The potato is native to the Americas and is believed to have been domesticated by the people native to the Andes region in South America between 7000 to 10000 years ago.
Potatoes were introduced to Europe from the Americas in the second half of the 16th century by the Spanish colonists. Today they are a staple food in many parts of the world and an integral part of much of the world’s food supply. As of 2014, potatoes were the world’s fourth-largest food crop after maize (corn), wheat, and rice
The species originated in western South America and Central America. Its domestication and use as a cultivated food may have originated with the indigenous peoples of Mexico. The Aztecs used tomatoes in their cooking at the time of the Spanish conquest of the Aztec Empire, and after the Spanish encountered the tomato for the first time after their contact with the Aztecs, they brought the plant to Europe. From there, the tomato was introduced to other parts of the European-colonized world during the 16th century. It is believed to have been introduced to India by the Portuguese somewhere around this time.
Chillies were introduced to India through Kerala in the 15th century. Kerala was known as the land of black gold around the world due to its massive cultivation and export of black pepper. As one of the only places in the world that cultivated the spice it enjoyed a monopoly for millenia and was famous world-over.
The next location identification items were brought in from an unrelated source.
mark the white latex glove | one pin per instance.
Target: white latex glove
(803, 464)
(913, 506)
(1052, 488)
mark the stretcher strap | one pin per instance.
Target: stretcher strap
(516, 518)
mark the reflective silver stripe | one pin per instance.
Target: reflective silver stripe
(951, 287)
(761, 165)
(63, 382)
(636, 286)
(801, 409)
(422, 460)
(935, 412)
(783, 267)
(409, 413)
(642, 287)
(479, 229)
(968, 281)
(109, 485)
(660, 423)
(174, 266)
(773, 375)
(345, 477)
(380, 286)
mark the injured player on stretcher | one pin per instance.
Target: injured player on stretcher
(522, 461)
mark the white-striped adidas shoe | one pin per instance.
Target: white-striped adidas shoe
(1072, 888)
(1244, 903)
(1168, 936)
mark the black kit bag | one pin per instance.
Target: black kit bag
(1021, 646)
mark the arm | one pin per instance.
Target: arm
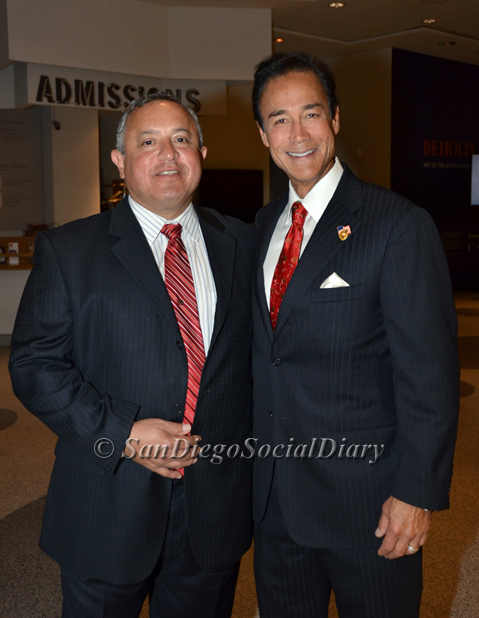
(421, 328)
(47, 381)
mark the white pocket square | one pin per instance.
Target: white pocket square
(334, 281)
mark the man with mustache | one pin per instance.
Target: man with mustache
(133, 336)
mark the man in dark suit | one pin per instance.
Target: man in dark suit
(134, 332)
(355, 370)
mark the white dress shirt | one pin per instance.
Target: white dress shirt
(315, 203)
(192, 238)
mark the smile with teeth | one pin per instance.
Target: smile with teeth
(302, 154)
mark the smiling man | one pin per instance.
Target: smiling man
(135, 330)
(354, 342)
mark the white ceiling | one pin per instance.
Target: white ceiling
(362, 25)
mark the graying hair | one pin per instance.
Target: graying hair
(150, 98)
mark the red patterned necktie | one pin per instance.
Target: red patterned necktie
(181, 288)
(288, 260)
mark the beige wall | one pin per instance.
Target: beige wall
(364, 91)
(137, 37)
(233, 140)
(72, 164)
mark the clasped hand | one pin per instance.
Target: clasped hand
(171, 446)
(403, 526)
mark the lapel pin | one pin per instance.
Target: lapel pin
(343, 231)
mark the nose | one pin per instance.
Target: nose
(299, 132)
(167, 150)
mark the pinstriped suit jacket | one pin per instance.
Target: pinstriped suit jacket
(374, 363)
(96, 346)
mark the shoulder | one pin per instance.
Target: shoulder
(232, 226)
(84, 230)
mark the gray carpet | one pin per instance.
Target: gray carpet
(30, 581)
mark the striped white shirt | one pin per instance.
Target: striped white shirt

When the Portuguese first visited the subcontinent in the 15th century for trade, they also introduced the concept of red chilli to the local population. It was a tremendous hit with the locals since they were able to now moderate the levels of spice in their food as opposed to being stuck with a standard level of spice that black pepper provided them. Gradually the chilli spread to cuisines all over India and has now become an indispensable part of indian cuisine.
This pungent herb is one of the oldest cultivated plants. It was worshiped by the Egyptians as a god and used as local currency. Clay garlic bulbs were placed in Egyptian tombs with the dearly departed.
In addition, garlic was used to pay and feed workers and slaves on the great pyramids. The bulb was so popular with those who toiled on the pyramids that garlic shortages caused work stoppages. A garlic crop failure, due to the Nile flooding, caused one of the only two recorded Egyptian slave revolts.
Garlic is believed to be a native of central Asia, South Asia or southwestern Siberia. There is some debate over the origin of this herb. It is one of the world’s oldest cultivated crops. Garlic lovers carried the pungent herb into Egypt, Pakistan, India and China. The crusaders brought back garlic to Europe. Later Spanish, French, and Portuguese settlers introduced garlic into the Americas.